The Intelligence: Employers' confidence

Recruiters can help to make post-Brexit Britain a success

Almost two years after the EU referendum took place in the UK, the country is now only weeks away from the date originally set for leaving the EU. And the growing uncertainty has been reflected by REC data, which every month has shown employers’ heightened concerns and declining confidence levels in the prospects for the UK economy.  

Amid the December 2018 deadlock in Westminster and the possibility of a no-deal Brexit looming, the start of 2019 signalled a particularly worrying time for UK businesses. At the time of writing, employers’ confidence in economic conditions further deteriorated by 2 percentage points to net -14. While remaining positive, employers’ confidence in making hiring and investment decisions declined by a notable 5 percentage points. This was the lowest level recorded since February 2018 (‘JobsOutlook’, January 2019).

The UK’s economic strength is built on companies being able to do great business. But there are widespread reports that persistent candidate and skills shortages are hampering overall growth.
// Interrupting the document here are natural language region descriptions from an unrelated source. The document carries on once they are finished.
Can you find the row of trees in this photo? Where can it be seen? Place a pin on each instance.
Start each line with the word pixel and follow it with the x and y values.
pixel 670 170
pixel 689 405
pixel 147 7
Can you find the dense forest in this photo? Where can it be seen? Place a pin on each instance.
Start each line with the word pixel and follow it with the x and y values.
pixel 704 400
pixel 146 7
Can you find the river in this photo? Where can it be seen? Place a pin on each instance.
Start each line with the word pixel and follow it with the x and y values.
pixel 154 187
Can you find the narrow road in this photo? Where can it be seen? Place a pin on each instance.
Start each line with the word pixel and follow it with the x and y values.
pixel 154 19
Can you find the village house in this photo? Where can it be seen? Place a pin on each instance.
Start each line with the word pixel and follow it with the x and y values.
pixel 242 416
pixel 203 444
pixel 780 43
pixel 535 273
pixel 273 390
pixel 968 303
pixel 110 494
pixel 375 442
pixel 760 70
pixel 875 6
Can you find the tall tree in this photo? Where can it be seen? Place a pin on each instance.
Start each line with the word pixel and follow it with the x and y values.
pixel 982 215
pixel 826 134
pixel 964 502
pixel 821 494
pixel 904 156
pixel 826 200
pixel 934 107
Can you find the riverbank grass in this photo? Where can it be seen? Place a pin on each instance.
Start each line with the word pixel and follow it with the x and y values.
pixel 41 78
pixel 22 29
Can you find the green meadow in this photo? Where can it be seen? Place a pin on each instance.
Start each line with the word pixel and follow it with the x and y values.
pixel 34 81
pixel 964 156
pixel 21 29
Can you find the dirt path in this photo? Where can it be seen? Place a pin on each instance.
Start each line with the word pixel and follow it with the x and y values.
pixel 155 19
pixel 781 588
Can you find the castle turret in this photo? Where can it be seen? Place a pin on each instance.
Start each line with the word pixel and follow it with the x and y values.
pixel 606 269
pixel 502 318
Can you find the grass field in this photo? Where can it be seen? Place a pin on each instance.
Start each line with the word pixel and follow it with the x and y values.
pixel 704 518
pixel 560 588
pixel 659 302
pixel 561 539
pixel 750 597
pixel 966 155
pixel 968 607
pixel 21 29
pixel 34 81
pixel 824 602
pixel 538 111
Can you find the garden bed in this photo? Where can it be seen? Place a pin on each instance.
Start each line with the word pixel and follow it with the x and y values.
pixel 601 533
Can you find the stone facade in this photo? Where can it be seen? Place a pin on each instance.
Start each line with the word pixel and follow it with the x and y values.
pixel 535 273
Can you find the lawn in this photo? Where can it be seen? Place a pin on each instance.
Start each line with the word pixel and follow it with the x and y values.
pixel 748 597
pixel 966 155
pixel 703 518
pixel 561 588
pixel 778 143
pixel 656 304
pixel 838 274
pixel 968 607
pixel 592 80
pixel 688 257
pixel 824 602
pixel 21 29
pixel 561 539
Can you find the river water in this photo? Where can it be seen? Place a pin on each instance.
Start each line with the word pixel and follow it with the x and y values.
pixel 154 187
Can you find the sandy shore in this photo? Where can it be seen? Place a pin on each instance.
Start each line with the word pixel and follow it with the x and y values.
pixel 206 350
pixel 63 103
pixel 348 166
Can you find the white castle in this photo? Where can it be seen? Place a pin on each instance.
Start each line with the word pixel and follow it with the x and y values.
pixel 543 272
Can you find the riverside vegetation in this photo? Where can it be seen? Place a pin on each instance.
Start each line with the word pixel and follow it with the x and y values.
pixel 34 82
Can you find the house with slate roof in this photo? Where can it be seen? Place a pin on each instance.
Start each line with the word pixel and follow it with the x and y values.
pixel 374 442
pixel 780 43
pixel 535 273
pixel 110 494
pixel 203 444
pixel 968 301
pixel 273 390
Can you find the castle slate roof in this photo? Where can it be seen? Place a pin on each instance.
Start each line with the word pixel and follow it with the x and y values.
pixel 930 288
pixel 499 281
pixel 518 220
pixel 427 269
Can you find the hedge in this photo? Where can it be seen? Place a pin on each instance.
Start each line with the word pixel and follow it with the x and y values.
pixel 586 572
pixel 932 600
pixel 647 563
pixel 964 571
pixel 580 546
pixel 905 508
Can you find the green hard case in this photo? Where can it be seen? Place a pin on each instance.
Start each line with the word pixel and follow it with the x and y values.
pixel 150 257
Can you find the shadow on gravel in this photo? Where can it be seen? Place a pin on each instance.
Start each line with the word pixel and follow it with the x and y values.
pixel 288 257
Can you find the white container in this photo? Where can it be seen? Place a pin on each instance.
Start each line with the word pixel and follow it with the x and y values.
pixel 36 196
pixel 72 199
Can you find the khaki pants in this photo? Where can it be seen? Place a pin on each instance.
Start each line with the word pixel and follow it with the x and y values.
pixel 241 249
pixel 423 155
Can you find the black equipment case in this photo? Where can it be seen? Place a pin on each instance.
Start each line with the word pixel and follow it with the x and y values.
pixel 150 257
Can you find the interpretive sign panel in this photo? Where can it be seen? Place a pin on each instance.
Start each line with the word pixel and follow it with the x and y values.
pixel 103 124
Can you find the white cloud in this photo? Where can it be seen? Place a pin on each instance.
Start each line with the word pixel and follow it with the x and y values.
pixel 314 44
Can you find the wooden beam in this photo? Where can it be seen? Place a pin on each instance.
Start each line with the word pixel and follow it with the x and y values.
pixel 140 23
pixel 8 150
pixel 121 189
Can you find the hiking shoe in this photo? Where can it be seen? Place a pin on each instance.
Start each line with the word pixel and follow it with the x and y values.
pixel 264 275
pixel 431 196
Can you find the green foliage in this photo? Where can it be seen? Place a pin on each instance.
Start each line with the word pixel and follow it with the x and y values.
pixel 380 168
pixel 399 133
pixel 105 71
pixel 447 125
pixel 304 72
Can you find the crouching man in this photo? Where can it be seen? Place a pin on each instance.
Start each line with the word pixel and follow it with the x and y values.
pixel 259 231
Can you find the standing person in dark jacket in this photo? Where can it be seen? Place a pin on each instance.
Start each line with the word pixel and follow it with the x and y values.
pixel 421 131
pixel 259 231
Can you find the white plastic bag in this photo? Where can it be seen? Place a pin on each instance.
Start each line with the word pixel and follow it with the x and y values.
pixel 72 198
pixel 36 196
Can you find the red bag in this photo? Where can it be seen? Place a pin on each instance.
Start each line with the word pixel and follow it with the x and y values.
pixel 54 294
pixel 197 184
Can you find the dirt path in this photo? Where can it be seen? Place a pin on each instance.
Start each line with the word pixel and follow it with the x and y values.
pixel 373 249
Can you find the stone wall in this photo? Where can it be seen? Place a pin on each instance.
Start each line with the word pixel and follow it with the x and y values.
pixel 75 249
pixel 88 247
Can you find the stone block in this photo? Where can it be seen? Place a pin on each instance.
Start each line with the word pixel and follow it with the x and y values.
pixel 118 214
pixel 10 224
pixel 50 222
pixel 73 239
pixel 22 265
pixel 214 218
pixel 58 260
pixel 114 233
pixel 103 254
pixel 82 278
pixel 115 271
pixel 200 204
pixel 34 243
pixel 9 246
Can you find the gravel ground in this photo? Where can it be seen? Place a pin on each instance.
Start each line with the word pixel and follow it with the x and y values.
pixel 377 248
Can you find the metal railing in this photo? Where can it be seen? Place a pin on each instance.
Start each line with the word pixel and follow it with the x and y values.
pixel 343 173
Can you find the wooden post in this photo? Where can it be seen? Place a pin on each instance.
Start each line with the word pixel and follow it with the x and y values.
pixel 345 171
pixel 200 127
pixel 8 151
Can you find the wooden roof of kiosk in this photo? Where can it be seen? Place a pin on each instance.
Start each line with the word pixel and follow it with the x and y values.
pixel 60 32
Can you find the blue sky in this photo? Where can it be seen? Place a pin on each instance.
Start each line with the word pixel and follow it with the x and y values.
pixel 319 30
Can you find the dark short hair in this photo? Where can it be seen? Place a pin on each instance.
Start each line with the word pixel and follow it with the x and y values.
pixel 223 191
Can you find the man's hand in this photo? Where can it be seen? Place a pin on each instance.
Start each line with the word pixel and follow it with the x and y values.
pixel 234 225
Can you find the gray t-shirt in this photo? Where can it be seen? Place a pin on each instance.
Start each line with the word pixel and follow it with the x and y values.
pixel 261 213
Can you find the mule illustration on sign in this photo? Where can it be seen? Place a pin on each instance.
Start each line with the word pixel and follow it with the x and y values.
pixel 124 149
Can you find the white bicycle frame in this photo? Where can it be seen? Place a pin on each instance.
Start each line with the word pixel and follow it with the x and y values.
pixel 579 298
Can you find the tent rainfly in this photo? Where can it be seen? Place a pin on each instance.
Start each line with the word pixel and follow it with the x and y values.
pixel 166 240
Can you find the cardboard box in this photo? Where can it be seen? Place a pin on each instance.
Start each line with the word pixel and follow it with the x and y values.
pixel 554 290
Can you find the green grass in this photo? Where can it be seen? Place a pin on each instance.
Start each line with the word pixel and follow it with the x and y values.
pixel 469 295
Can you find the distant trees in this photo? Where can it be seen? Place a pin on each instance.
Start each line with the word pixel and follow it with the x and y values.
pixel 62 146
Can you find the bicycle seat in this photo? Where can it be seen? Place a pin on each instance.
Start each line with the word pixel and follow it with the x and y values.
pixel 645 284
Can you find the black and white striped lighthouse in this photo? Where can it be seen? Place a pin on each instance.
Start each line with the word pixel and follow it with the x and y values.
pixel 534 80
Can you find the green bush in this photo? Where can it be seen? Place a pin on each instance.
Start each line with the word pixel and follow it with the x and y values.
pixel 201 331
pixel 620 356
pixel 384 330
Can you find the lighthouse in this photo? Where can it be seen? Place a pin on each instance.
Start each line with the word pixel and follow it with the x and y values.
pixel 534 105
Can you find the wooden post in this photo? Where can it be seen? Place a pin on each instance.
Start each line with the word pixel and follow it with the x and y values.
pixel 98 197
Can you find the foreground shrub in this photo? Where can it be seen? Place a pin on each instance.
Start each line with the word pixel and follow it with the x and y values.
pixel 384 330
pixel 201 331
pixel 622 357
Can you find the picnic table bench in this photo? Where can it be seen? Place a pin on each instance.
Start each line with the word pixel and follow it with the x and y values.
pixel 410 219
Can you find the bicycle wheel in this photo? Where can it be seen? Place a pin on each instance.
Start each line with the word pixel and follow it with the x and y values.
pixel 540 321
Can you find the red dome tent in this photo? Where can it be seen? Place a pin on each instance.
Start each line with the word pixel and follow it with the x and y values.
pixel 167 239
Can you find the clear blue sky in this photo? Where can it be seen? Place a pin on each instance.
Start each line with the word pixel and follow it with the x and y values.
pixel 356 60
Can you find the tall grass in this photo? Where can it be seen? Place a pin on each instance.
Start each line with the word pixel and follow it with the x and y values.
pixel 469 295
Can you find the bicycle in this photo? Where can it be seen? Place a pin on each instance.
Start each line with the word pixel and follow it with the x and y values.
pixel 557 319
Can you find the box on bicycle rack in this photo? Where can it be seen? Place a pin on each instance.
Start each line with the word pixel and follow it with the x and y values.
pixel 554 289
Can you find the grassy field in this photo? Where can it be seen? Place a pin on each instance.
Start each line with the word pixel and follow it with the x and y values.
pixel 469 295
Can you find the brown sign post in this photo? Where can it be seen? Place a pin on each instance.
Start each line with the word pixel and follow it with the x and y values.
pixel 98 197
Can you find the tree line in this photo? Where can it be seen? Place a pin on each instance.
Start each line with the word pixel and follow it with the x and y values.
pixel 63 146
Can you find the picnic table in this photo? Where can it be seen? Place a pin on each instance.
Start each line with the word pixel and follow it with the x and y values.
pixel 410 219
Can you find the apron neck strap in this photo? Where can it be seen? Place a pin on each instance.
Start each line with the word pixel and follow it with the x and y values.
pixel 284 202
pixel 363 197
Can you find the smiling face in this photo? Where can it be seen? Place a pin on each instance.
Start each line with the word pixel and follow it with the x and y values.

Sectors such as healthcare, hospitality and accounting stand out as areas experiencing most acute skills shortages.

Notwithstanding these challenges, the recruitment industry has a crucial role to play in supporting employers identify and maximise opportunities for growth and, in doing so, making post-Brexit Britain a success.

Central to the efforts to ensure the long-term health of the UK jobs market are effective workforce planning and improved workplace training. Whatever the UK’s future relationship with the EU and beyond, recruiters are uniquely placed to support employers in workforce planning and with advice on how to upskill their existing workforce, as well as establishing close links with education authorities.

The rise of AI and automation is another important area where recruiters can help employers – they can support their clients in embracing technological innovation and identifying and developing new skills required among their workforce. Good use of technology will help businesses be more efficient in their operations and become more competitive.

There is ample evidence that more diverse organisations and leadership teams, in terms of gender, age and ethnicity, outperform competitors with homogenous teams. In light of the growing shortage of workers, it is essential that employers take every action to ensure that their workplace is inclusive of everyone and make the most of all the talent available. By excluding the participation of any groups in the labour force, businesses risk being left behind competitors. Recruiters can help employers evaluate their hiring practices and reconsider their workplace culture to create a more diverse and inclusive workforce.

Indeed, recruiters are best placed to match talent and skills to the right job. By helping their clients implement good, inclusive practices alongside digital innovation and investment in infrastructure, they can help UK businesses boost productivity and, in turn, increase profitability.